Grief and pride for killed soldiers
In south-eastern Turkey the fight against the PKK has again intensified over the last few years. Almost every day soldiers die. “I am proud of my son.”
Her husband was wounded, a helicopter came to take him to hospital but he refused to go: first, he wanted his men to be safe. The decision proved fatal. His wife Fatma (39, not her real name), is proud that her husband died as a ‘hero for the country’. But tears come to her eyes when she tells that now her biggest problem is that her children will grow up without their father.

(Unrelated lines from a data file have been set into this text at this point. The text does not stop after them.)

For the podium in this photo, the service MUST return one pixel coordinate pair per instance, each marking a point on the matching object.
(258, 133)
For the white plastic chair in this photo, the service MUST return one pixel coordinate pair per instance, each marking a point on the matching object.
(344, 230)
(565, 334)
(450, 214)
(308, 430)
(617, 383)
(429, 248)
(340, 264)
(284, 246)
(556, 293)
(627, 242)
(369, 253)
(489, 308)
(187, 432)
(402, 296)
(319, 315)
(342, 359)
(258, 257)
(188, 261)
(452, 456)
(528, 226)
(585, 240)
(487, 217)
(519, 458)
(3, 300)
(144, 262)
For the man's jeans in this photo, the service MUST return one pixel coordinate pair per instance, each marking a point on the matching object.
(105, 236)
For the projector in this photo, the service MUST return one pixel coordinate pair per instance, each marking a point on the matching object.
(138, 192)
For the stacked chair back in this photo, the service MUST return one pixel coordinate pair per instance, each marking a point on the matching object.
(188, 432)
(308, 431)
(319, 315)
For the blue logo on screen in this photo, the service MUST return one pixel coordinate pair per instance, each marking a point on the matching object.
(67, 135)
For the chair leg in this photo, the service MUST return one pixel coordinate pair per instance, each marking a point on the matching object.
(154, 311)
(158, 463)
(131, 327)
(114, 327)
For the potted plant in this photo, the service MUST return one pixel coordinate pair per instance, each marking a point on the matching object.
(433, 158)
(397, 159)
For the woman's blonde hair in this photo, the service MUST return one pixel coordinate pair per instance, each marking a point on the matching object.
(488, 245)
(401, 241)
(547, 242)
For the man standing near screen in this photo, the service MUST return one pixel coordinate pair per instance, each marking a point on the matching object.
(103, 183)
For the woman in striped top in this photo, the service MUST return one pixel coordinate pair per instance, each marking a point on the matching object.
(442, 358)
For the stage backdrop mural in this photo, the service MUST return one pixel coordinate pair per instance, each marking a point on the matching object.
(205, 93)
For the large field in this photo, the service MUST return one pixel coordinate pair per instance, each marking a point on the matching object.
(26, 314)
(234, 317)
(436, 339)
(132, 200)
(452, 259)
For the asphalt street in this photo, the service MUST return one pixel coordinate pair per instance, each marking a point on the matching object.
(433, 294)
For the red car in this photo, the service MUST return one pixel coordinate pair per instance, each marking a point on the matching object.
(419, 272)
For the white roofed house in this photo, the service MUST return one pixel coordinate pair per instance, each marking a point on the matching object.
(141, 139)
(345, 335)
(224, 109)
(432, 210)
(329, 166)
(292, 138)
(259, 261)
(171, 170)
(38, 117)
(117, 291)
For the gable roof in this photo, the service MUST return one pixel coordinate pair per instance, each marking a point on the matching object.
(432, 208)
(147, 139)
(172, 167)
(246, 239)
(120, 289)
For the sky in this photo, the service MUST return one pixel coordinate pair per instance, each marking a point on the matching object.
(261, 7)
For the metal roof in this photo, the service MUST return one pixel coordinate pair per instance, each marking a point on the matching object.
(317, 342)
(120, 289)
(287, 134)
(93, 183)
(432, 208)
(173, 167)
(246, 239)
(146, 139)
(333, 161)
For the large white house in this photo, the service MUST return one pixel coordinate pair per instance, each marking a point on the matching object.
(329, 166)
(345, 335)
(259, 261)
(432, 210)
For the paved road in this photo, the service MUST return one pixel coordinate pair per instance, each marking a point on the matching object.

Ten days ago, in the southeast of Turkey, fifteen soldiers died in the fight against the PKK, the Kurdish separatist movement that is also seen by the EU and the US as a terrorist organisation. So many deaths also draws attention from the foreign press, but the killings are not an exception: over the last few months, every week more than one soldier dies in this region. The funerals are broadcast on national television, usually accompanied by patriotic music and slow motion footage of crying relatives. The deceased are professional soldiers, but quite often just young boys doing their military service.
Crying man
Of course, says Taner Uran, (voluntary) manager of a support group for wounded soldiers and relatives of those killed in battle, death and war go hand in hand, but that doesn’t lessen the grief. During the interview his mobile phone rings regularly, and during one of the phone conversations the crying of a man at the other end of the line can be heard clearly. “Now that fifteen soldiers have been killed in a single incident, and since civilians in a minibus were recently killed by the PKK, I get more phone calls from relatives. They call us to tell their story again .”
Ümit Ican (also not his real name, the relatives are scared of repercussions) did not sleep well last night. He lost his 21 year old son in the south east. “I am proud of him, and of my two other sons who are also soldiers”, he says. “They protect our country. I think it’s horrible that many people believe PKK propaganda that in Turkey there is a dividing line between Turks and Kurds. There is not. I, like many Turks, have lots of Kurdish friends and even family, we live alongside each other. We agree that the PKK is not a Kurdish organisation, but a terrorist one.”
After sunset
Ümit and Fatma depend on a network of relatives, and now, during ramadan, after sunset they break their fast together. “Financially I am taken care of”, says Fatma, “but emotionally we can only rely on other relatives and on the army. Everybody here knows what it means to lose a husband, son or brother.” The sadness combined with grief, that’s the feeling she can share with other relatives of dead soldiers. “If my husband had let them take him to hospital, he might still have lived. But I understand that he had to stay with his men.”
Taner Uran can understand that as well: he himself was wounded in 1995, during an exchange of fire with the PKK just across the border with Iraq. “Three of my men died. Young guys, entrusted to the army by their relatives. As an army man, you take that responsibility very seriously. Until they return to their families.”
Across the border
The fight in south-eastern Turkey, where the majority of the population is Kurdish, started in the early eighties, but recently intensified again: the PKK attacks Turkey more often from bases in northern Iraq. The Turkish government thinks the Iraqi government and the American troops in Iraq don’t take enough action against PKK violence. The Turkish army wants to take action on Iraqi soil and today the Turkish parliament votes on a government proposal to enable the Turkish army to undertake military action against PKK camps in northern Iraq.